Electron transport properties in high-purity Ge down to cryogenic temperatures
V. Aubry-Fortuna, P. Dollfus

TL;DR
This study investigates electron transport in high-purity germanium at cryogenic temperatures using Monte Carlo simulations, revealing anisotropic velocities, negative differential mobility, and valley-dependent electron propagation.
Contribution
It provides a detailed simulation framework that accurately reproduces experimental electron velocities and explores electron behavior at millikelvin temperatures in germanium.
Findings
Simulated electron velocities match experimental data.
Identified anisotropic drift velocity and negative differential mobility.
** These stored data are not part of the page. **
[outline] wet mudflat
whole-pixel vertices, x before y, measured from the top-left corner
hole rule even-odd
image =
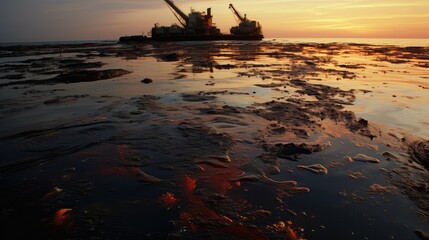
[[[2,238],[429,239],[429,47],[0,47]]]

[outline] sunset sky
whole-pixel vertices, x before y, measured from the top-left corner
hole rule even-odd
[[[428,0],[175,0],[185,13],[212,7],[225,33],[241,13],[266,37],[428,38]],[[177,22],[162,0],[1,0],[0,42],[112,40]]]

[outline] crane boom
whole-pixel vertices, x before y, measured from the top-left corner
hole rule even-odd
[[[232,3],[229,4],[229,9],[232,9],[232,12],[237,16],[237,18],[240,20],[240,22],[244,22],[245,18],[241,16],[241,14],[235,9],[234,5]]]
[[[186,16],[186,14],[184,12],[182,12],[182,10],[180,10],[171,0],[164,0],[168,7],[171,9],[171,11],[173,12],[174,16],[176,16],[177,20],[179,20],[179,22],[186,27],[186,24],[189,22],[189,17]]]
Observed valley-dependent electron propagation patterns.
Abstract
Electron transport in Ge at various temperatures down to 20 mK has been investigated using particle Monte Carlo simulation taking into account ionized impurity and inelastic phonon scattering. The simulations account for the essential features of electron transport at cryogenic temperature: Ohmic regime, anisotropy of the drift velocity relative to the direction of the electric field, as well as a negative differential mobility phenomenon along the <111> field orientation. Experimental data for the electron velocities are reproduced with a satisfactory accuracy. Examples of electron position in the real space during the simulations are given and evidence separated clouds of electrons propagating along different directions depending on the valley they belong.